The mouse set theorem just past projective

Abstract

We identify a particular mouse, $M^{\mathrm{\text{ld}}}$, the minimal ladder mouse, that sits in the mouse order just past $M_n^{♯}$ for all $n$, and we show that $ℝ\cap M^{\mathrm{\text{ld}}}=Q_{\omega +1}$, the set of reals that are ${\mathrm{\Delta }}_{\omega +1}^1$ in a countable ordinal. Thus $Q_{\omega +1}$ is a mouse set.

This is analogous to the fact that $ℝ\cap M_1^{♯}=Q_3$ where $M_1^{♯}$ is the sharp for the minimal inner model with a Woodin cardinal, and $Q_3$ is the set of reals that are ${\mathrm{\Delta }}_3^1$ in a countable ordinal.

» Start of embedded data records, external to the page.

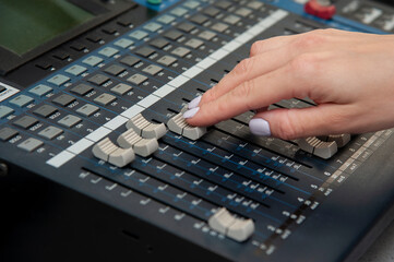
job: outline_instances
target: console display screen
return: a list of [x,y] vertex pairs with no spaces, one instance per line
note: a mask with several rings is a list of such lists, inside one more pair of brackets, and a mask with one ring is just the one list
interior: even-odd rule
[[67,0],[0,0],[0,46],[22,56],[94,17]]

More generally $ℝ\cap M_{2n+1}^{♯}=Q_{2n+3}$. The mouse $M^{\mathrm{\text{ld}}}$ and the set $Q_{\omega +1}$ compose the next natural pair to consider in this series of results. Thus we are proving the mouse set theorem just past projective.

Some of this is not new. $ℝ\cap M^{\mathrm{\text{ld}}}\subseteq Q_{\omega +1}$ was known in the 1990s. But $Q_{\omega +1}\subseteq M^{\mathrm{\text{ld}}}$ was open until Woodin found a proof in 2018. The main goal of this paper is to give Woodin’s proof.